Stephen King- Cabeza de Cono

En la primavera de 1970, cuando tenía 22 años, fui arrestado por la policía de Maine, Orono. Luego de que pararan mi auto, en un control de tráfico, fui descubierto en posesión de cerca de tres docenas de conos de caucho, de los que se usan para el tráfico. Después de una dura noche de tomar té frío Long Island en el Motor Inn de la Universidad, choqué uno de esos conos mientras conducía rumbo a casa. Salté del auto y vi que estaba rasgado mi viejo Ford. Yo ya me había informado antes que la ciudad de Orono había estado ese día pintando cruces en las calles, y me di cuenta que habían puesto esos malditos conos por todos lados. Con la lógica de un borracho, decidí cruzar la ciudad -despacio, seguro y sano- y levantar todos los conos. Cada uno de ellos. Al día siguiente, los presentaría, junto con mi auto, a la Municipalidad, en una muestra de justo enojo.

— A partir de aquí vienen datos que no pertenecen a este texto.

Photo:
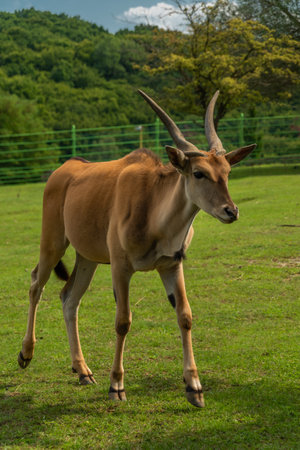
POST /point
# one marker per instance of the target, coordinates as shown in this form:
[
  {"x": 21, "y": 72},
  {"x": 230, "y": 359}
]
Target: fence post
[
  {"x": 241, "y": 130},
  {"x": 73, "y": 132},
  {"x": 157, "y": 149}
]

La policía de Orono, que ya tenía razones para que yo nos les cayera bien (yo era un notorio "hippie" anti-Vietnam), estaba encantada con su captura. El oficial que me arrestó encontró suficientes conos como para elevar la falta a la categoría de "robo". Todo lo que sé es que fui apresado en mi segunda aventura tras los conos. Si hubiese sido atrapado con los cientos o más que ya había en mi departamento, quizás estaríamos hablando de "robo agravado".
Pasaron los meses. Me gradué en la Universidad de Maine. Con la potencial convicción del robo rondando en mi cabeza, busqué un trabajo de maestro. Pero los trabajos eran escasos, y todo lo que pude encontrar fue ser un "bombeador de combustible" cerca de la ciudad de Brewer. Mi jefe era una mujer. No recuerdo su nombre, pero la llamábamos Ellen. Ellen no sabía que tenía un juicio por robo en mi futuro. Por lo poco que me pagaba (creo que era un dólar con sesenta la hora), no creía que tuviera que saberlo.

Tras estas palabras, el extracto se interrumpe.